Following the link to the chinese seller (aliexpress), you'll find some mildly amusing broken English in the description. Mildly amusing, that is, until you get to this gem:
5. Maintenance: open the gear box. Add butter.
I'm still laughing.


----------



## Jlarson (Jun 28, 2009)

I don't think I'm trusting Chinese engineering when my face is 6" from that spinning death wheel. :laughing:


----------



## telsa (May 22, 2015)

YouTube is loaded with British videos showing the European version of such tooling.

Not withstanding WWII, Europe still has an astonishing amount of legacy stone structures -- for which this type of power tool is the way to go.

The rooms are already so tiny that no-one wants to fur the interior walls out.

They are also in love with brick -- going so far as to double brick many walls.

CBUs + red brick, lay upon layer !


----------



## MikeFL (Apr 16, 2016)

That thing is destroying the wall.


----------



## MechanicalDVR (Dec 29, 2007)

Jlarson said:


> I don't think I'm trusting Chinese engineering when my face is 6" from that spinning death wheel. :laughing:


I've seen plenty of guys (including myself) use Harbor Freight tools and none of them blow up or self destruct.


----------



## splatz (May 23, 2015)

Look at the company's web site 

http://www.macroza.com/en/

The one in the YouTube video is not some harbor freight special - it's made by a 50 year old Eurpoean company.


----------



## LGLS (Nov 10, 2007)

Might that have a wood bit useful in log homes?


----------



## macmikeman (Jan 23, 2007)

LawnGuyLandSparky said:


> Might that have a wood bit useful in log homes?

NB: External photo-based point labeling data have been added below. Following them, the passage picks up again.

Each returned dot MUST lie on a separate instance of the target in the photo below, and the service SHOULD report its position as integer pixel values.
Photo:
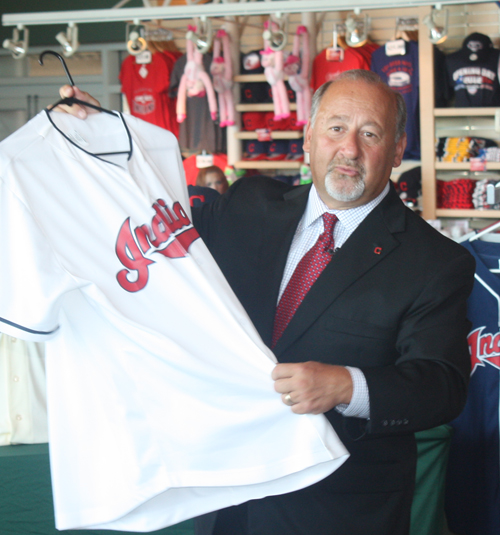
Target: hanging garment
(473, 72)
(146, 88)
(160, 398)
(473, 479)
(401, 74)
(198, 132)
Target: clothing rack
(224, 9)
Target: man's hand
(78, 111)
(312, 387)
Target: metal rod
(208, 10)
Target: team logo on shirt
(484, 348)
(170, 233)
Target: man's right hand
(78, 111)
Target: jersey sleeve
(32, 282)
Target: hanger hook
(61, 59)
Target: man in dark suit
(378, 343)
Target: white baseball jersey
(160, 398)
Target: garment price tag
(204, 160)
(395, 48)
(334, 54)
(477, 164)
(263, 134)
(144, 57)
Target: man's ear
(307, 138)
(400, 150)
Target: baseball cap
(255, 150)
(278, 150)
(410, 186)
(295, 150)
(477, 46)
(273, 125)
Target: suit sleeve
(427, 386)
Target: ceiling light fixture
(17, 46)
(437, 34)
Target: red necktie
(304, 276)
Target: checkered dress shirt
(306, 235)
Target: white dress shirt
(309, 229)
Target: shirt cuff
(359, 407)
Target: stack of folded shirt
(455, 194)
(462, 149)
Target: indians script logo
(484, 348)
(170, 234)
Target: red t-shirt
(146, 88)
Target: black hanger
(71, 100)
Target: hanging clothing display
(473, 72)
(473, 480)
(146, 88)
(401, 74)
(198, 131)
(160, 398)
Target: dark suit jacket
(392, 302)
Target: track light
(69, 40)
(356, 31)
(18, 47)
(437, 34)
(136, 44)
(201, 35)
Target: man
(378, 342)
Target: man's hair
(369, 77)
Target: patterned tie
(306, 272)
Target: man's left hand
(312, 387)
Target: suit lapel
(284, 216)
(372, 242)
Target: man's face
(352, 144)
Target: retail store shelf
(266, 164)
(465, 166)
(490, 214)
(464, 112)
(277, 134)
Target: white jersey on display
(160, 398)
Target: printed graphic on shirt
(170, 233)
(474, 79)
(399, 75)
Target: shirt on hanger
(198, 131)
(23, 403)
(160, 398)
(146, 88)
(401, 74)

I don't know about log houses , but I would have come in real handy for the AAC block house I had to wire. Every wire in the place was placed into routed channels, covered over with a filler and then buried in with thin set mortar . But the channels in that house were made using plain old skill saws with wood cutting bits . AAC block is an unreal house building method, but one was enough for me.


----------



## Southeast Power (Jan 18, 2009)

Cow said:


> That's a first for me too.
> 
> That blade on there looks mean, looks like a tool you're going to want to keep a good grip on. And wear a face shield!!! And probably a good respirator or dust mask!!


It must make quite a bit of dust. The operator is wearing goggles and still has to squint his eyes. :chinese:


----------